When asked if the brothers owned property together, Hayes noted Joseph was “always very private about business matters,” but she knew they had a partnership related to farming. According to Hayes, Joseph was engaged in “day trading commodities,” but also put in sweat equity in farming activities.

Campbell also asked if the topic of what happened to Patrick ever came up again between Joseph and Barbara. Years later, in 2011, Hayes and Joseph were attending a wedding in Yorkton when an angry threat was voiced sometime during the return trip.

“He said, ‘if I ever go to jail because of you, I will kill you. If I can’t do it, I have people who will. You have no idea how powerful I am, don’t say no to me’,” Hayes recalled. “There was no doubt in my mind that he was angry.”

Hayes believed the threat rose from a discussion on transferring titled land in her name to Joseph’s children. While reluctant to advise police of the incident, Hayes did write a letter shortly after the event, then another in 2014.

“I wrote a letter that I kept at my house for a while,” she said. “It was describing everything that had happened in the event that I should disappear.
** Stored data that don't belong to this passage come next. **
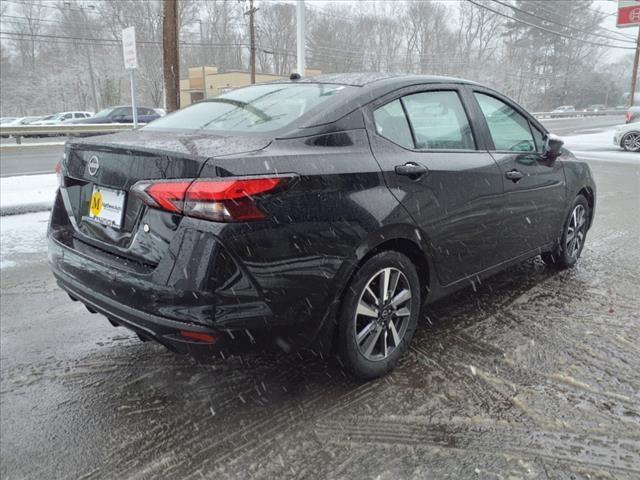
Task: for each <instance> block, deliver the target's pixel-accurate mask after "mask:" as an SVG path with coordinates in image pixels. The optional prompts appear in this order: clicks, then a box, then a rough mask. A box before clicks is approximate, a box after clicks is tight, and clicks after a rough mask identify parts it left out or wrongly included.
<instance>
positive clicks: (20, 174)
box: [0, 114, 624, 177]
mask: <svg viewBox="0 0 640 480" xmlns="http://www.w3.org/2000/svg"><path fill="white" fill-rule="evenodd" d="M542 123H543V125H544V126H545V127H547V128H548V129H549V130H550V131H551V132H553V133H555V134H557V135H575V134H578V133H586V132H590V131H598V129H600V130H601V129H603V128H607V127H611V126H614V125H619V124H622V123H624V114H620V115H606V116H602V117H581V118H549V119H543V120H542ZM64 140H65V139H64V138H63V137H51V138H47V139H41V138H34V139H30V138H27V139H25V140H24V142H23V143H25V144H38V143H43V142H45V143H51V142H63V141H64ZM12 143H13V144H15V142H14V141H13V140H12V139H3V141H2V145H3V146H4V145H10V144H12ZM63 152H64V147H63V146H62V145H58V146H53V145H51V146H42V147H33V148H18V147H16V148H11V149H3V150H2V153H1V155H0V157H1V158H0V176H3V177H6V176H11V175H27V174H36V173H51V172H53V169H54V168H55V166H56V163H58V161H59V160H60V158H62V153H63Z"/></svg>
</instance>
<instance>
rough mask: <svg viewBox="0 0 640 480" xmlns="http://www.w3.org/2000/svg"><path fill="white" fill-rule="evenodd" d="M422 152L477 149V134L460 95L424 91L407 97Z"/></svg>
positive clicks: (450, 93)
mask: <svg viewBox="0 0 640 480" xmlns="http://www.w3.org/2000/svg"><path fill="white" fill-rule="evenodd" d="M402 101H403V102H404V106H405V108H406V109H407V115H408V117H409V121H410V122H411V126H412V127H413V133H414V135H415V137H416V148H417V149H419V150H474V149H475V148H476V144H475V141H474V139H473V133H472V132H471V127H470V126H469V120H468V118H467V114H466V113H465V111H464V108H463V106H462V103H461V102H460V98H459V97H458V94H457V93H456V92H454V91H437V92H422V93H415V94H413V95H407V96H406V97H403V99H402Z"/></svg>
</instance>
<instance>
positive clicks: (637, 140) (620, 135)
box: [613, 122, 640, 152]
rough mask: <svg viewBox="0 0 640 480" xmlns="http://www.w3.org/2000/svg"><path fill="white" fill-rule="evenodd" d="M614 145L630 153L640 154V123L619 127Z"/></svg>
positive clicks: (631, 123) (635, 122)
mask: <svg viewBox="0 0 640 480" xmlns="http://www.w3.org/2000/svg"><path fill="white" fill-rule="evenodd" d="M613 143H614V145H616V146H617V147H620V148H623V149H624V150H627V151H628V152H640V122H634V123H627V124H626V125H620V126H619V127H617V128H616V131H615V134H614V135H613Z"/></svg>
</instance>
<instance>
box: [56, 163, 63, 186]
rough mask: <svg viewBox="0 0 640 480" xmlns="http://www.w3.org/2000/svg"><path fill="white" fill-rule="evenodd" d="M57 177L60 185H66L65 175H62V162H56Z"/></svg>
mask: <svg viewBox="0 0 640 480" xmlns="http://www.w3.org/2000/svg"><path fill="white" fill-rule="evenodd" d="M55 172H56V178H57V179H58V186H59V187H64V176H63V175H62V162H58V163H56V168H55Z"/></svg>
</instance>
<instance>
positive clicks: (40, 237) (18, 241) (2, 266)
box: [0, 212, 49, 269]
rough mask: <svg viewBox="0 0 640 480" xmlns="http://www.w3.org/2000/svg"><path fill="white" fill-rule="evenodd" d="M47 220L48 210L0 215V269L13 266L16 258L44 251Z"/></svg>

If I disappeared, I thought perhaps it would get justice for Pat, if not for me.” The letters were eventually handed over to a lawyer, then shared with police after Patrick’s body was discovered.

It would 2020 before Hayes had an opportunity to speak with police - when they brought her into custody after Patrick’s remains were discovered.

“They arrested me, came up to my house, picked me up, went to the police station and we had a long chat,” she said. “They said that Joe had been arrested and it was time to tell what happened.”

Defense counsel attempted to poke holes in Hayes’ memory, asking for specific details regarding her testimony. Thauberger’s lawyer Tyne Hagey asked Hayes what pieces of that day were fuzzy. Hayes admitted that events of the morning with the daycare children, and the afternoon were not clear, but those event that she testified in court today were sharp.

“Most of this has gone over in my head every day for 25 and three-quarter years,” Hayes told Hagey.

A point Hagey lingered on with the witness was whether or not Patrick was wearing shoes. Initially, Hayes told police in an interview back on Nov. 29, 2020 that she believed she saw a shoe from the end of the rolled carpet. Ultimately, Hayes recanted that memory, confirming the sound of the body being transported down the four stairs between the kitchen and entrance landing led her to believe Patrick was wearing shoes. She also qualified that being interviewed by police was a very stressful situation.

Hagey challenged some statements Hayes made earlier in the day, including wiping up blood but not telling police or her lawyer for fear of being charged in relation to the incident.

“I did not clean up any blood anywhere,” Hayes replied.

The trial continues tomorrow with Crown witness James Thauberger taking the stand.